À 10 ans, la jeune fille a même fait le voyage avec sa mère jusqu’à son pays natal pour rencontrer sa mère biologique, ses frères et ses soeurs. « Un moment essentiel, qui a donné un sens a mon histoire », déclare-t-elle. Pour Clotilde, la question des origines ne s’est jamais posée non plus : « J’ai toujours su que mes parents n’étaient pas amoureux, qu’ils s’étaient mis ensemble pour avoir un enfant. »
Parents biologiques et adoptifs; père et mère : dans ces deux cas, chacun est à sa place, nommé comme il convient. Et si Modelène a eu du mal à dessiner son arbre généalogique en CE1, c’est parce qu’il « manquait des branches pour représenter [s]on côté haïtien ». En sixième, rebelote pour la rédaction autobiographique : « Moi, c’est un roman qu’il m’aurait fallu! »
Le débat s’anime avec l’homoparentalité par insémination artificielle (pour les femmes) ou par gestation pour autrui (pour les hommes), qui, niant la dimension hétérosexuelle de la parenté et brouillant la filiation, mettrait l’enfant à une place incompréhensible.
« En lui faisant croire qu’il est le produit du désir de deux hommes ou de deux femmes mais que, pour des raisons de nature, ils ont eu recours à un tiers, il est témoin de l’impossible », note le psychanalyste Jean-Pierre Winter, auteur d’Homoparenté (Albin Michel, 2010).
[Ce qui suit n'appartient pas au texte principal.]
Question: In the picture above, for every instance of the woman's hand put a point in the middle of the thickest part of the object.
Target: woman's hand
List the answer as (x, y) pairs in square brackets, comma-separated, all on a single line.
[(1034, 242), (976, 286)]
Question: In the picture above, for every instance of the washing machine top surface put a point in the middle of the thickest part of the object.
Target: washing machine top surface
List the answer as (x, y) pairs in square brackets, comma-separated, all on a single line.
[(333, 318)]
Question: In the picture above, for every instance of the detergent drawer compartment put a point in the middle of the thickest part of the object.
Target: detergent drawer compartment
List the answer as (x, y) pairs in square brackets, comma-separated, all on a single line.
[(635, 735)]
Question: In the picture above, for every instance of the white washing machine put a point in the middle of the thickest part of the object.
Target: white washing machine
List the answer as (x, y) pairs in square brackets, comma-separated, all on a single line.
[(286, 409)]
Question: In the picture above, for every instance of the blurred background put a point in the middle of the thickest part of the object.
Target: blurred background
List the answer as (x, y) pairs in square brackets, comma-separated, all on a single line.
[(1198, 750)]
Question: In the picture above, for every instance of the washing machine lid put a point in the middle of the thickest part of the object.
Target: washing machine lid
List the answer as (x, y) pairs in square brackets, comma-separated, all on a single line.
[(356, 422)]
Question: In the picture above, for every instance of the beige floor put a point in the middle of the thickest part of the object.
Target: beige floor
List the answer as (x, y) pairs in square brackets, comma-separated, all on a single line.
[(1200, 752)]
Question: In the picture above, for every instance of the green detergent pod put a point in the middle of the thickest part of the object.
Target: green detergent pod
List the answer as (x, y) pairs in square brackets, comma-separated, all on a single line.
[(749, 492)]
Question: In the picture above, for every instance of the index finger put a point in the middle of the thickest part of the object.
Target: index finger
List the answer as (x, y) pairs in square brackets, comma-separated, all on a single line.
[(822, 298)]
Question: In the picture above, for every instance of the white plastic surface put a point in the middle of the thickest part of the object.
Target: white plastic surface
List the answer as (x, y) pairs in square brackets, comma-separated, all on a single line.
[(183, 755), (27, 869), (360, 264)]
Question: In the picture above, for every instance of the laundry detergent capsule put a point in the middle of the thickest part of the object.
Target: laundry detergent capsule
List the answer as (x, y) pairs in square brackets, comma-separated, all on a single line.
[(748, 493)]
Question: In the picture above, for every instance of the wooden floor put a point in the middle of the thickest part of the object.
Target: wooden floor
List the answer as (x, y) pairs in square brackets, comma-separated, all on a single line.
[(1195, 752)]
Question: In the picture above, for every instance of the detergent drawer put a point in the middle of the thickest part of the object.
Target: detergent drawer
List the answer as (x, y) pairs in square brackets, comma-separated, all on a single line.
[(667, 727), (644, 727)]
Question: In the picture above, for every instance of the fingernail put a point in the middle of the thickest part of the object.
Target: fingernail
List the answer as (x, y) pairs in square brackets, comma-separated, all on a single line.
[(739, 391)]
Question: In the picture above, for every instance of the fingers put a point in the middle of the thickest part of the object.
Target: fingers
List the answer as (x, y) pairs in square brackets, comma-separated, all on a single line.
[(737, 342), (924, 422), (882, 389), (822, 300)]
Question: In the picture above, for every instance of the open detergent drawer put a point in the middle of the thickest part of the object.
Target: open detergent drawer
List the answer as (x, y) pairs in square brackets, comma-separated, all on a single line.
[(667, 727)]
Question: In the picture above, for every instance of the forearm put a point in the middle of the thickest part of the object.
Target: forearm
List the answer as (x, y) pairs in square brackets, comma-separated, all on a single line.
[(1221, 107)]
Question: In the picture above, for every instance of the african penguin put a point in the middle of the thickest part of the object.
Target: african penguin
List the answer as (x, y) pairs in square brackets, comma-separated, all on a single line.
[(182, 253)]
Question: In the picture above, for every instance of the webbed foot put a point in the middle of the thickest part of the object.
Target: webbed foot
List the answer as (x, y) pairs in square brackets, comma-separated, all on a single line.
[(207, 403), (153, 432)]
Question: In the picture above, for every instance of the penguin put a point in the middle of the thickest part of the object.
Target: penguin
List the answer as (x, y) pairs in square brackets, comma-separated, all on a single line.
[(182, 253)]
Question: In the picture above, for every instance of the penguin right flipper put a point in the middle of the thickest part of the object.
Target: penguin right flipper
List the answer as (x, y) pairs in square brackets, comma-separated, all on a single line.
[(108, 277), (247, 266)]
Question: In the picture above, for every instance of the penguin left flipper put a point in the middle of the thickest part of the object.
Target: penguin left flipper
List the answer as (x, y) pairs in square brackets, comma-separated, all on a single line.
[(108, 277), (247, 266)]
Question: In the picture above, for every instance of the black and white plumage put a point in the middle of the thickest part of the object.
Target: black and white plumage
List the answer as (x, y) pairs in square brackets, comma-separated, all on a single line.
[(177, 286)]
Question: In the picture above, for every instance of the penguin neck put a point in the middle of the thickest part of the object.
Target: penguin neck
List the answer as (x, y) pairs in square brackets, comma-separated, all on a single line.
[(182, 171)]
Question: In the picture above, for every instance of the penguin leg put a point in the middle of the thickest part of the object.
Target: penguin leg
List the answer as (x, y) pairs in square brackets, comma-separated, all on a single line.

Car l’enfant retiendrait qu’il est né de ces deux papas (ou mamans), qu’un père a été mis à la place d’une mère (ou inversement). Il ne pourrait ainsi penser la scène primitive de sa conception ni son système familial, dont les places sont mélangées et illogiques.
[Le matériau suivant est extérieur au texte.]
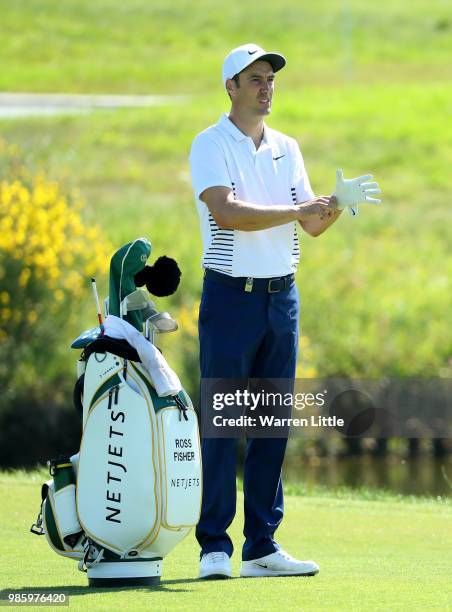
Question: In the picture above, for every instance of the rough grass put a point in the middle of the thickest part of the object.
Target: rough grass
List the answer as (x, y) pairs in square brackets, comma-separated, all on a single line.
[(143, 47), (386, 554)]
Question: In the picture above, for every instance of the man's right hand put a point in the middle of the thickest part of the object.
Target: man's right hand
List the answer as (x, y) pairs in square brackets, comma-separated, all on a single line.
[(321, 207)]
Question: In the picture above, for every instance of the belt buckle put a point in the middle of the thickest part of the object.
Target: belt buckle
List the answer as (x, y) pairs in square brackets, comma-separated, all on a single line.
[(269, 286)]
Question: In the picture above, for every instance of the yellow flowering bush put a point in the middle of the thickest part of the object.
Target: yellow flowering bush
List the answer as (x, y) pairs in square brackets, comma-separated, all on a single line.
[(47, 255)]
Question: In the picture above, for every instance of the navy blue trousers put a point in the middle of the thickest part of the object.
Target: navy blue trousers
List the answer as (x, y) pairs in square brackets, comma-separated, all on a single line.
[(244, 335)]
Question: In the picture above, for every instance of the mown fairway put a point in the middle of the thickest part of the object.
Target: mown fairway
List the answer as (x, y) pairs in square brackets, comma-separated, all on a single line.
[(374, 555)]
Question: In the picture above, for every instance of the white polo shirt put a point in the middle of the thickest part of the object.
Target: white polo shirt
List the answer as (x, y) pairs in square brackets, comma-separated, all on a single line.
[(222, 155)]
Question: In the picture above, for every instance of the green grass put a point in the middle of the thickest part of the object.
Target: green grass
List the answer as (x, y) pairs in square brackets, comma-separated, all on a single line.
[(176, 47), (384, 554)]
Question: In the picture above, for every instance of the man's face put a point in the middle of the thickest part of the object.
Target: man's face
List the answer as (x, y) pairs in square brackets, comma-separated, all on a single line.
[(254, 96)]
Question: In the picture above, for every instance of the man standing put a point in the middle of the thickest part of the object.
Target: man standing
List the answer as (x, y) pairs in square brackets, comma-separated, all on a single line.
[(251, 189)]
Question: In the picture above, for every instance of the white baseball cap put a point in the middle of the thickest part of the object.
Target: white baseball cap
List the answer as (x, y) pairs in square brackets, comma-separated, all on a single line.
[(241, 57)]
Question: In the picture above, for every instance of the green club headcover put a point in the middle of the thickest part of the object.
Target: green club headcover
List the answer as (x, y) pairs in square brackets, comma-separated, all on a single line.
[(125, 263)]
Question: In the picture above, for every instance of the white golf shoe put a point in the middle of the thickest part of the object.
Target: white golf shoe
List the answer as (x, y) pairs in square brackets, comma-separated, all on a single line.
[(215, 566), (278, 563)]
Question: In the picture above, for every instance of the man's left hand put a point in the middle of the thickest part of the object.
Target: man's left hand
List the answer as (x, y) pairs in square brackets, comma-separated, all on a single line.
[(351, 192)]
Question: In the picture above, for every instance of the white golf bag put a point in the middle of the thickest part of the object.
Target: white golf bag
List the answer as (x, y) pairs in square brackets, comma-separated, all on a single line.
[(133, 491)]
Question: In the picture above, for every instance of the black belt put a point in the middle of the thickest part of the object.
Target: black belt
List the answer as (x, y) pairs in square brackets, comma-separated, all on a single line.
[(248, 283)]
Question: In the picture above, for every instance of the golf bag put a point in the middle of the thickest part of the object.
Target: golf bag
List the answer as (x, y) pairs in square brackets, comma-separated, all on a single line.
[(133, 491)]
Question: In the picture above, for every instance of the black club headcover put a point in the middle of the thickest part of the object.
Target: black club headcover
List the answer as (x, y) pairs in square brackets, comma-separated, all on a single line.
[(161, 279)]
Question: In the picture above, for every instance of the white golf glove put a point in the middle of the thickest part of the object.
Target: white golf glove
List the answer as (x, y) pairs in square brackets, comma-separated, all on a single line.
[(351, 192)]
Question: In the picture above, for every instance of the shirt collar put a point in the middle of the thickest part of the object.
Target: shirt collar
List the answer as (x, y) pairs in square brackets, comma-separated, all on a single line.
[(237, 134)]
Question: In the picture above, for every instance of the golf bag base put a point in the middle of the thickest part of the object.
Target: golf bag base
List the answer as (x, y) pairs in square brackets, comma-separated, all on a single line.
[(125, 573)]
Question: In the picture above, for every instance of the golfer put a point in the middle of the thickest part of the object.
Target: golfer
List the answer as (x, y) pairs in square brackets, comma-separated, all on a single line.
[(252, 191)]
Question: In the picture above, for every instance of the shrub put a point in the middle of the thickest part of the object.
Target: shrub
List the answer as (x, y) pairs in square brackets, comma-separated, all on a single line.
[(47, 255)]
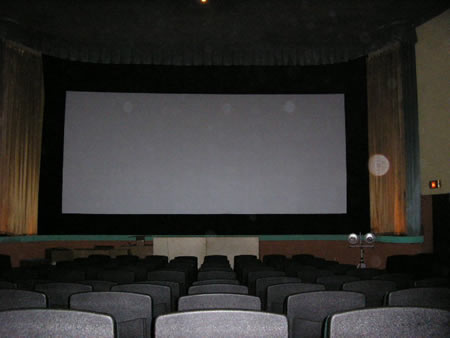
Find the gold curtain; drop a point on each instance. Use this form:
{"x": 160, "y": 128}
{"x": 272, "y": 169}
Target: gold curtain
{"x": 387, "y": 138}
{"x": 21, "y": 115}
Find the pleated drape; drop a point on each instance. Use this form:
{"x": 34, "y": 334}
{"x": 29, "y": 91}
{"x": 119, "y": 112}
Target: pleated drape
{"x": 21, "y": 115}
{"x": 387, "y": 138}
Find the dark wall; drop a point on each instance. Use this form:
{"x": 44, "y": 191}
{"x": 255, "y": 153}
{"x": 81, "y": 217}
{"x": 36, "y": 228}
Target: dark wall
{"x": 441, "y": 226}
{"x": 348, "y": 78}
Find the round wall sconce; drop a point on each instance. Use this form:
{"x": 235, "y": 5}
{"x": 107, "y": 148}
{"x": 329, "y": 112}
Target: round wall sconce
{"x": 361, "y": 242}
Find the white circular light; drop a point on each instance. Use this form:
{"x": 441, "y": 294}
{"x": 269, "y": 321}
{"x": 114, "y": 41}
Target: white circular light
{"x": 378, "y": 165}
{"x": 289, "y": 107}
{"x": 128, "y": 107}
{"x": 369, "y": 238}
{"x": 353, "y": 239}
{"x": 226, "y": 108}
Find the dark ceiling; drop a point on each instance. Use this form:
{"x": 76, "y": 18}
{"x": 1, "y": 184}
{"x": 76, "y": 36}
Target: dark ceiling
{"x": 266, "y": 32}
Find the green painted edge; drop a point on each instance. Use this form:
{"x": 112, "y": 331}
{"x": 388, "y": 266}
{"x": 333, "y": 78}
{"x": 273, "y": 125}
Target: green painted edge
{"x": 48, "y": 238}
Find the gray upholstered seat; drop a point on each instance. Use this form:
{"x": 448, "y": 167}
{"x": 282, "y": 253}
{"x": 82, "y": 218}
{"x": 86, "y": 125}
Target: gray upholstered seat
{"x": 307, "y": 311}
{"x": 375, "y": 290}
{"x": 161, "y": 295}
{"x": 34, "y": 323}
{"x": 131, "y": 311}
{"x": 277, "y": 294}
{"x": 221, "y": 323}
{"x": 421, "y": 297}
{"x": 58, "y": 293}
{"x": 389, "y": 322}
{"x": 219, "y": 301}
{"x": 218, "y": 288}
{"x": 17, "y": 299}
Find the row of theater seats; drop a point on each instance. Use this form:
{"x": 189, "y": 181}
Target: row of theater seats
{"x": 274, "y": 285}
Un désordre symbolique dangereux pour sa constitution psychique. Confronté à un écart entre le discours et la réalité biologique, il perdrait, a minima, confiance dans la parole des adultes. Au pire, il confondrait le fantasme et le réel et désavouerait son ressenti en se coupant de lui-même. Avec, au bout du chemin, le danger de la faille psychique.